Concernant les autres Français, ce ne sera pas une partie de plaisir pour Richard Gasquet qui devra sortir Taylor Firtz d’entrée de jeu pour s’offrir le droit de défier Diego Schwartzman dans la foulée, ni pour Adrian Mannarino, qui devra vite se remettre de sa défaite contre John Millman en finale à Noursoultan, au Kazakhstan, puisqu’il affrontera Dusan Lajovic au premier tour. Ce ne sera pas simple non plus pour Pierre-Hugues Herbert, opposé à Tennys Sandgren, et Gilles Simon, qui croisera le fer avec Tommy Paul. Le plus grand défi à relever côté tricolore sera pour Hugo Gaston. Révélation du dernier Roland-Garros, après avoir atteint les huitièmes de finale en renversant Stan Wawrinka puis en faisant trembler Dominic Thiem, le jeune Toulousain aura fort à faire face à Pablo Carreño Busta, 15ème mondial. Pas de quoi cependant effrayer outre mesure le Français de 20 ans, qui tentera de briller à Bercy comme il l’a fait Porte d’Auteuil…
L’ANNÉE DE NADAL ?
Rafael Nadal, lui, est habitué à briller dans l’Ouest parisien, mais beaucoup moins dans l’Est… Impérial à Roland-Garros, où il a été sacré pour la treizième fois en octobre, l’Espagnol n’est encore jamais parvenu à s’imposer en indoor à Bercy. Une anomalie dans une ville qui compte tant pour lui qu’il tentera de corriger en ce mois de novembre. Il faut dire que les planètes semblent alignées pour Nadal. Djokovic et Thiem ne sont pas là, sa confiance est maximale après sa démonstration de force il y a trois semaines sur la terre battue parisienne, et, surtout, il est plus frais que jamais physiquement. Habitué jusque-là à finir les saisons sur les rotules, avec souvent des genoux qui sifflent, le Majorquin abordera cette fois le Rolex Paris Masters dans un contexte totalement différent.

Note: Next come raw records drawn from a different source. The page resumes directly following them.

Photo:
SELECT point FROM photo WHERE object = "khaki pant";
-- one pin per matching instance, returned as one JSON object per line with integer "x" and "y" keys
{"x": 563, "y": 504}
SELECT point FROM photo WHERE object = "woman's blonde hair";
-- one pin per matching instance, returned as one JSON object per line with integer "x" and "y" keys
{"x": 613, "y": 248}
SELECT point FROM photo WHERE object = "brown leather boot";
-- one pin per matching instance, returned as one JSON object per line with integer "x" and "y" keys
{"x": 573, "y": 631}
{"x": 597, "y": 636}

En raison de la pandémie de Covid-19, qui a mis le circuit à l’arrêt pendant cinq mois, Nadal se présentera à Bercy bien moins fatigué que les années précédentes. L’occasion pour lui de remporter enfin l’un des rares titres qui manquent à son palmarès. Depuis le début de sa carrière, l’Espagnol vit en effet une relation plus que compliquée avec le Masters 1000 parisien. Pourtant, les choses semblaient bien engagées lorsqu’il a atteint la finale en 2007 pour sa première participation. Mais depuis, les galères se sont enchaînées pour lui…

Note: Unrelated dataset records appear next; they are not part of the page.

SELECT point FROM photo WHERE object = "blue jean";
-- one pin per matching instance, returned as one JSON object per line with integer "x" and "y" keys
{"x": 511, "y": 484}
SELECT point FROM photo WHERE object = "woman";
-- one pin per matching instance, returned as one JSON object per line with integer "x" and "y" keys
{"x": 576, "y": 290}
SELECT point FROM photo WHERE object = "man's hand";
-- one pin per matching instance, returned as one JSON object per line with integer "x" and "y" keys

Sur les quinze dernières éditions, Nadal a ainsi renoncé dix fois avant ou pendant le tournoi. L’an passé, il avait d’ailleurs déclaré forfait avant sa demi-finale contre Denis Shapovalov. Au final, le dauphin de Djokovic au classement ATP n’a joué qu’à sept reprises à Bercy, avec un tournoi bouclé sans abandon ni forfait seulement cinq fois, pour un bilan loin d’être famélique : une finale, trois demies et trois quarts. Mais Nadal en veut plus cette année avec une issue qu’il espère aussi belle qu’à Roland-Garros. Cependant, ce ne sera pas un long fleuve tranquille pour le Majorquin. Tsitsipas, Medvedev, Zverev, Rublev ou même Wawrinka et Khachanov auront également les crocs à Bercy. Reste à savoir celui qui aura le plus d’appétit.